The Unwound we hear on No Energy is a prime version of the band. They’re still straddling their punk roots and their experimental side with ease: dipping into dub on the soft, completely bizarre-in-this-context “Sensible”, playing with time signatures on the hectic “Murder Movies”. The songs here careen. This is the sound of a band that has no interest in saving any of their ideas for later, or calming down to think about what they’re doing. Amidst all the sonic density, there’s an audible joy of creation, even in retrospect, knowing that they would soon fall apart. Lund backs this up in the liner notes, writing that as the band’s “personal bonds dissipated, the music only got stronger.” She also mentions that communication was never their strong suit, which is key to understanding how this band worked so well, and also how it eventually stopped working.
The one constant through every Unwound album is that the trio, and assorted contributors, worked with a set of unspoken, nearly primal rules: feedback dissolves into nothing and riffs repeat hypnotically to the point that they sound like they’re about to crust over and splinter. Trosper, Lund, and Rumsey made music almost telepathically—they wrote on impulse and without pretension. They’re unique because they did this with so much control. Every note here sounds carefully considered, and just as carefully, every idea is left hanging before it can fully be seen through. There is no payoff except the lack of payoff. Once you accept that, their music becomes meditative.
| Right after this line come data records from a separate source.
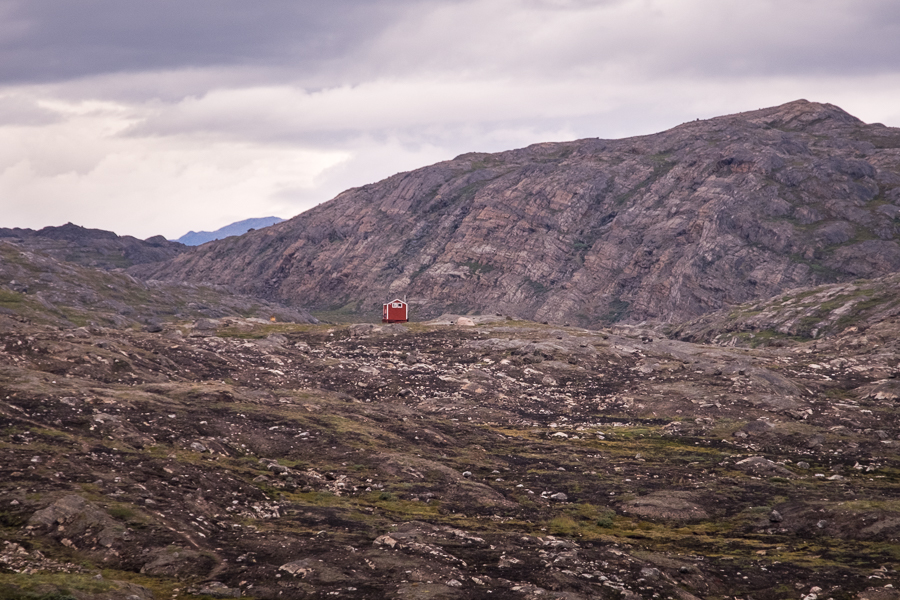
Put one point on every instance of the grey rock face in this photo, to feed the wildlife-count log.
(666, 226)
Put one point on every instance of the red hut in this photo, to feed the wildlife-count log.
(394, 311)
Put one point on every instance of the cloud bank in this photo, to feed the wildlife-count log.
(149, 118)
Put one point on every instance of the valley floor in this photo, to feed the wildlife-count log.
(503, 460)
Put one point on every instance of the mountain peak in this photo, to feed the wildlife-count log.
(666, 226)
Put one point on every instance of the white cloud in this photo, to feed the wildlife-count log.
(147, 151)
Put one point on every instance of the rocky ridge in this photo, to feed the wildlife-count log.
(871, 306)
(92, 247)
(663, 227)
(37, 286)
(479, 457)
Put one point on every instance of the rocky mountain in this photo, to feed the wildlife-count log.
(93, 247)
(665, 227)
(195, 238)
(459, 459)
(802, 313)
(35, 285)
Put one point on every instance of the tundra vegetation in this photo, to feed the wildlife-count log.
(211, 452)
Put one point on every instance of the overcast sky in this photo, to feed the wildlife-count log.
(160, 117)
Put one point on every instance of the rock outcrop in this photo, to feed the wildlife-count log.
(667, 226)
(93, 247)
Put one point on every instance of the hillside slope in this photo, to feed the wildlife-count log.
(195, 238)
(92, 247)
(667, 226)
(803, 314)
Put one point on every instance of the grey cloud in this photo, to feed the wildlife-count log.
(23, 111)
(50, 40)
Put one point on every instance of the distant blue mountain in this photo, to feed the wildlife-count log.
(195, 238)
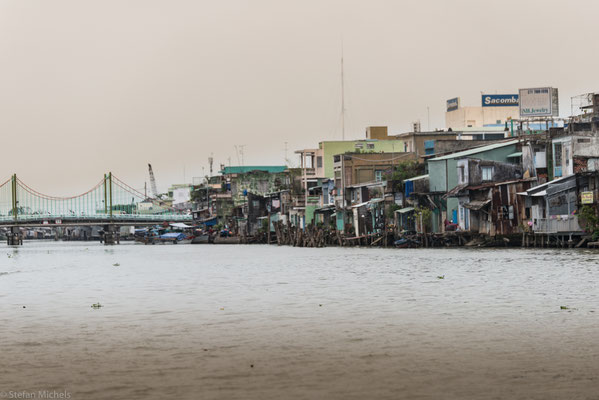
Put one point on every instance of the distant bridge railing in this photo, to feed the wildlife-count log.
(52, 218)
(110, 200)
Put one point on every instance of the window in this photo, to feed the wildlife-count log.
(557, 150)
(487, 173)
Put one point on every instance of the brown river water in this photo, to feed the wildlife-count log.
(267, 322)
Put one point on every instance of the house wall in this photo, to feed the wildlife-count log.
(331, 148)
(443, 174)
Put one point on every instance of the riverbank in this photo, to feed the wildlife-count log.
(314, 236)
(269, 322)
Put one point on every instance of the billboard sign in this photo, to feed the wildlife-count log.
(453, 104)
(500, 100)
(539, 102)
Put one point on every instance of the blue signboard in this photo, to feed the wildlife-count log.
(453, 104)
(500, 100)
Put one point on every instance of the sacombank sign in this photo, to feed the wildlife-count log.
(500, 100)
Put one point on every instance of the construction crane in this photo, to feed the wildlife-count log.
(153, 182)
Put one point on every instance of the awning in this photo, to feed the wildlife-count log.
(324, 209)
(477, 204)
(180, 225)
(453, 192)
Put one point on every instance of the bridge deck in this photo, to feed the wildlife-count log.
(90, 220)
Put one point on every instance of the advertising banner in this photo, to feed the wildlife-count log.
(538, 102)
(453, 104)
(500, 100)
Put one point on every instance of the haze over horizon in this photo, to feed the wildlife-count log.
(91, 87)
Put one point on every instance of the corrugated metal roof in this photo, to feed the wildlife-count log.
(477, 204)
(417, 178)
(476, 150)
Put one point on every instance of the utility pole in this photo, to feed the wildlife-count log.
(428, 117)
(342, 97)
(241, 153)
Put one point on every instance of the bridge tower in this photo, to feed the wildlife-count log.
(112, 234)
(14, 237)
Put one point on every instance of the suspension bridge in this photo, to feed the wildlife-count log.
(110, 203)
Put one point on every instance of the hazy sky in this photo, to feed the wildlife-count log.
(88, 87)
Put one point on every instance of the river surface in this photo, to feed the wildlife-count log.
(267, 322)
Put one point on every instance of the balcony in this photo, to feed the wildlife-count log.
(309, 171)
(547, 225)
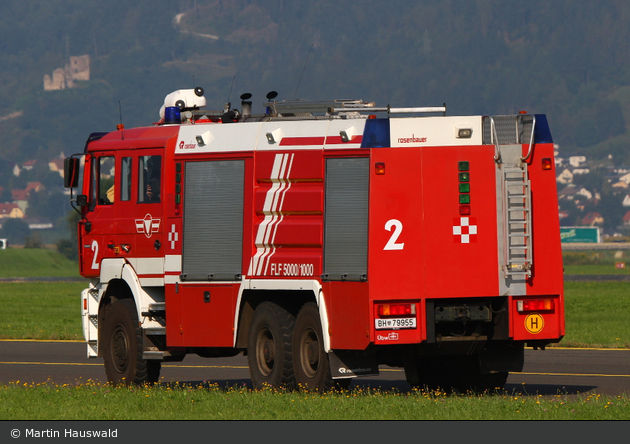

Unwound are complicated enough to stay a cult favorite forever, but Numero’s reissue campaign goes a long way to placing them in the context they deserve. Listening now, they are still the kind of band that you can cherish deeply. They were so good at expressing alienation and discontent, that loving them said something about the way your brain worked and where you were willing to let your thoughts go. Nothing’s changed.